Lattes analisou o resultado obtido e não apenas confirmou a presença do meson-pi, como também constatou que ele se transformava em duas outras subpartículas o múon, que possui carga negativa, e outra com carga neutra cujos rastros não podiam ser gravados nas placas. Assim que retornou à Inglaterra Lattes comunicou o resultado a Cecil Powell. Apesar da contestação de alguns cientistas, a descoberta, que contou com o apoio do físico Niels Bohr, acabou sendo acolhida pela comunidade científica.
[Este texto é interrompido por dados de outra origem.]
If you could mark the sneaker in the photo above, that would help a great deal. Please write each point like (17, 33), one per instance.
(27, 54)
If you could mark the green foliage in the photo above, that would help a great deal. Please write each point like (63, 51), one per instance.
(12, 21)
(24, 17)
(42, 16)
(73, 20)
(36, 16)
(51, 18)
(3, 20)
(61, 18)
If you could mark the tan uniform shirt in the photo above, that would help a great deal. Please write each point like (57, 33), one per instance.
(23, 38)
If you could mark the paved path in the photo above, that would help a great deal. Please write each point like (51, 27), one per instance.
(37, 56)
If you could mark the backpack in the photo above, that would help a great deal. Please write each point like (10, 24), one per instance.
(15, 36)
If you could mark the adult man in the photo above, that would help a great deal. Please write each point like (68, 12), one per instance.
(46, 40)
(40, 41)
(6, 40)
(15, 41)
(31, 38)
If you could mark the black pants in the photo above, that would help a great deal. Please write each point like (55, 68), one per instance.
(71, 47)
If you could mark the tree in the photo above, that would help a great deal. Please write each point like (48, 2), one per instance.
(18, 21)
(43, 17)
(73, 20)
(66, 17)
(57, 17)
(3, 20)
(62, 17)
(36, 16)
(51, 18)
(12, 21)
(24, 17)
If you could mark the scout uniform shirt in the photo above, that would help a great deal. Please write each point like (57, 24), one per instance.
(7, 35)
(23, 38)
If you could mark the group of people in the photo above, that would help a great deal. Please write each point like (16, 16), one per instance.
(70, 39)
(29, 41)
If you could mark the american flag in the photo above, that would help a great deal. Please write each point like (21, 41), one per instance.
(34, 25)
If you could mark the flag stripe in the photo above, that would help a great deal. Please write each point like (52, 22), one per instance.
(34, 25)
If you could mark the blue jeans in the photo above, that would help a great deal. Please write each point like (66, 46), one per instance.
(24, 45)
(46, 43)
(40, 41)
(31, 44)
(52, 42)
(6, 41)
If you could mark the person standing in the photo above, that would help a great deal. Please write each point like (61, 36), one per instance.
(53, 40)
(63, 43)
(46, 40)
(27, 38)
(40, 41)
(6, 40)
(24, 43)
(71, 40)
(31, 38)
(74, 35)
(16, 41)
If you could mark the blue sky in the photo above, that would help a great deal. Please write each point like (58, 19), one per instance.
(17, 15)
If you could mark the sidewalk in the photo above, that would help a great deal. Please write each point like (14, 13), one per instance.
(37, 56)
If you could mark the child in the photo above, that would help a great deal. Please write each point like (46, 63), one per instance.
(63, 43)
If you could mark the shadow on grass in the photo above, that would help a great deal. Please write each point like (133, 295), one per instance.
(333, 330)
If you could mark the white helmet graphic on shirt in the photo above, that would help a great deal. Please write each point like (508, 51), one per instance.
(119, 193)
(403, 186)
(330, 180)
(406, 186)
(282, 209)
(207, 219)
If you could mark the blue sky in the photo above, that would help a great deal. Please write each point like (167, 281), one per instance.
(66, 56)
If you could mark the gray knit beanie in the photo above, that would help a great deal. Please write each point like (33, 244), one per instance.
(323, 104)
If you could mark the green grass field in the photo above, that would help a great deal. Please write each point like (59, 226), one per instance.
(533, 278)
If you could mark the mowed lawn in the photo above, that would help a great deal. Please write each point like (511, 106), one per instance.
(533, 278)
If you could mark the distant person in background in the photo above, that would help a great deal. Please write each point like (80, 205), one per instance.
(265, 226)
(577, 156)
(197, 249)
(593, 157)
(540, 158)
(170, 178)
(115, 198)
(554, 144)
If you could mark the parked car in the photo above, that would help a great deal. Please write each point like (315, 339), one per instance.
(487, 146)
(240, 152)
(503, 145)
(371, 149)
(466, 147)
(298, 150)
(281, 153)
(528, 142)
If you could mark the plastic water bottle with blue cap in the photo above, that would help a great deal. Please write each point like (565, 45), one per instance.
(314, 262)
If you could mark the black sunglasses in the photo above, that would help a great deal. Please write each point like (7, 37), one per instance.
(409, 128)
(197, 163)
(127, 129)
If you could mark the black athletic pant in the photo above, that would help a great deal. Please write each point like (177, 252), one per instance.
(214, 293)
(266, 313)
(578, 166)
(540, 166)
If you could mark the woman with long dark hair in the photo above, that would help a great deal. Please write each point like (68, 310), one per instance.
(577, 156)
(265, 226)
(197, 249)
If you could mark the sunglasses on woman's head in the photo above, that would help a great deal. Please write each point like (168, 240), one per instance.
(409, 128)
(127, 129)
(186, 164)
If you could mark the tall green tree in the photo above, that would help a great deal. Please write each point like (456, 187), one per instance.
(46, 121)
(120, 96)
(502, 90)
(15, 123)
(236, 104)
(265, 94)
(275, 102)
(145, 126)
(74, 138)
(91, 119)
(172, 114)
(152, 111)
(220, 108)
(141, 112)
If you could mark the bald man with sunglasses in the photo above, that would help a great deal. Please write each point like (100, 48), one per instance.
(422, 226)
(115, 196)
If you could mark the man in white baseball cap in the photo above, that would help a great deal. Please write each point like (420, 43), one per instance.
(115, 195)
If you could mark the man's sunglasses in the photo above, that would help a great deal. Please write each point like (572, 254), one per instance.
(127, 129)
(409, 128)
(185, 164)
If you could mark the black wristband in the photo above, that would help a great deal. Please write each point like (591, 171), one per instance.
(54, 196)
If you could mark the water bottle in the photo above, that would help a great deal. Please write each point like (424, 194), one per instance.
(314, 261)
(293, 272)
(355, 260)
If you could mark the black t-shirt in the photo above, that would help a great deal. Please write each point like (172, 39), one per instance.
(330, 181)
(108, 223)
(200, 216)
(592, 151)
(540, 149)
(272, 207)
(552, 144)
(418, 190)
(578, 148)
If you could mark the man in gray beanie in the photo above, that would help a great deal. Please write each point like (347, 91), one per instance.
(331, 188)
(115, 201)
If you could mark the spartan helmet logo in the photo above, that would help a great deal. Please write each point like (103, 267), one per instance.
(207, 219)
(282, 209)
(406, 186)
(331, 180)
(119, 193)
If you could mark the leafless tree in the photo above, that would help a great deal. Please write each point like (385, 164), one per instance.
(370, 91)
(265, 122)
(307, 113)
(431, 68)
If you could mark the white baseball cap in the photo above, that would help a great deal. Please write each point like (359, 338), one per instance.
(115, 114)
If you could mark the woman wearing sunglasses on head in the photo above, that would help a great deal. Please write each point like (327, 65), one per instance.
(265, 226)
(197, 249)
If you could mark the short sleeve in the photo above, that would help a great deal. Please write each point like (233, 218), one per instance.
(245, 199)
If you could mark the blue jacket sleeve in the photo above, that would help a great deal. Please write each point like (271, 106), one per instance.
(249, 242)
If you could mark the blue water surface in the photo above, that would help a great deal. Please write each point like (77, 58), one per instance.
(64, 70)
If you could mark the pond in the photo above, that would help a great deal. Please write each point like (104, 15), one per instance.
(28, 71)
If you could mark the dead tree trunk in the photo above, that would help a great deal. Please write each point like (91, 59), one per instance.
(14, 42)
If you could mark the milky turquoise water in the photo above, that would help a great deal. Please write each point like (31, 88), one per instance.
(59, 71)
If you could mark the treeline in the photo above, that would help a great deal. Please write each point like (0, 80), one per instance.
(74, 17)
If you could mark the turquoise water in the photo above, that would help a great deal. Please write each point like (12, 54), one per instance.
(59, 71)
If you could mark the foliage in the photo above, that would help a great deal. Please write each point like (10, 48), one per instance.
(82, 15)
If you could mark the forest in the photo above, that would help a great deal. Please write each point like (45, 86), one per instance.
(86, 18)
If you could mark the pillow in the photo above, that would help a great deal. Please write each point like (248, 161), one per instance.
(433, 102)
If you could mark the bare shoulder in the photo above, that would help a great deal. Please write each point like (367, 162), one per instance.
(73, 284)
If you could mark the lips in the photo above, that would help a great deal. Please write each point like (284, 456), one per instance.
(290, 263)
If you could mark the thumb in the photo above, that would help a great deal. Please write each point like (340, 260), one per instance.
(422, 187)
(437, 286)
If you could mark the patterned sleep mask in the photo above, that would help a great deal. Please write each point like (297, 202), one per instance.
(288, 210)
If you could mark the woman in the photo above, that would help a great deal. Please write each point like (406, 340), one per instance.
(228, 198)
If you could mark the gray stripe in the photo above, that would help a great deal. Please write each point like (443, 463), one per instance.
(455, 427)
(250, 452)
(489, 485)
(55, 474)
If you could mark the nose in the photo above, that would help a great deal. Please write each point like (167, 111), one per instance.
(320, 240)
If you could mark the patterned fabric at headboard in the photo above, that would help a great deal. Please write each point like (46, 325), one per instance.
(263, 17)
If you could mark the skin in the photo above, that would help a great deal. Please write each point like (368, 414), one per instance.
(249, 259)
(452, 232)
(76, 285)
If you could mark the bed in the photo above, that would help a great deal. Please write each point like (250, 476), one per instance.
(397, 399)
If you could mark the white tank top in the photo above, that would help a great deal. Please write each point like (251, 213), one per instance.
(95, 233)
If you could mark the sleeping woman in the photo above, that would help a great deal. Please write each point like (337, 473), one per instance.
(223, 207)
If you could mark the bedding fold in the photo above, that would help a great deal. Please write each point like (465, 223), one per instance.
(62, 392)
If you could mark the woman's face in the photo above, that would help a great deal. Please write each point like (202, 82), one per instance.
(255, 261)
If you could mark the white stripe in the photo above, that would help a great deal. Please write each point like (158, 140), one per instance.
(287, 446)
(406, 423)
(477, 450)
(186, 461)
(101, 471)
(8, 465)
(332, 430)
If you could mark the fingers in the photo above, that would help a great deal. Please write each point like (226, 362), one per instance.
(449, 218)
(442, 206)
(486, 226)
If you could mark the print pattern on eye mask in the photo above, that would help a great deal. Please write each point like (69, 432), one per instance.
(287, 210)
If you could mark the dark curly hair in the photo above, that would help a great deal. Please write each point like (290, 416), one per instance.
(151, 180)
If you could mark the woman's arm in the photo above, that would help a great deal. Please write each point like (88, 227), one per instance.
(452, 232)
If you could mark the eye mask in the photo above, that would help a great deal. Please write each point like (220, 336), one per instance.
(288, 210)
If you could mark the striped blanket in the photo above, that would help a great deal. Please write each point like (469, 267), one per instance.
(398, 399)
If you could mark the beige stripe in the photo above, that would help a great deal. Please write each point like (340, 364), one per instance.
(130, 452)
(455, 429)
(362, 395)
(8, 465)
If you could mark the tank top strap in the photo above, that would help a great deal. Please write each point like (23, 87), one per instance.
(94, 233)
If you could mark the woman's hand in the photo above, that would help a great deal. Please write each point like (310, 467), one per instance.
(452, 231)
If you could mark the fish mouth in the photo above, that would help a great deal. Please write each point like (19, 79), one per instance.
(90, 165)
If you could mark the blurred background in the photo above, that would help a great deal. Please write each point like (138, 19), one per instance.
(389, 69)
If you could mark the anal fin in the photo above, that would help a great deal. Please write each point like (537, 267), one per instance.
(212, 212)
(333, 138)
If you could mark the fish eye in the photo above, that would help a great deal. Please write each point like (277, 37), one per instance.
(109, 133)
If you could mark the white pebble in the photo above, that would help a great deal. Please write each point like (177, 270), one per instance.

Existe uma grande polêmica envolvendo Lattes, ligada à edição do Nobel de Física de 1950. Nesse ano, Powell recebeu o prêmio por descobertas relacionadas aos mésons e por criar um método ortográfico para estudo de processos nucleares. Muitos indagam a razão de o brasileiro não ter recebido a premiação, já que teve papel decisivo no feito, ou por que ela não foi concedida à equipe que trabalhava com o professor inglês.
Há quem defenda que a nacionalidade foi fator preponderante para a predileção da banca examinadora, composta por ingleses. Lattes, no entanto, discordava. Em entrevista à revista “Superinteressante”, a última dada antes de falecer em decorrência de um infarto, em 8 de março de 2005, o físico afirmou que o prêmio deveria ter sido entregue a seu colega Occhialini. “Tanto na descoberta do meson-pi, em 1945, como na sua criação artificial, em 1948, tive a colaboração de Giuseppe Occhialini. Quem deveria ter ganhado era ele”.
Mas para o maior físico da história do Brasil, isso não importava. “Esses prêmios grandiosos não ajudam a ciência”, acreditava.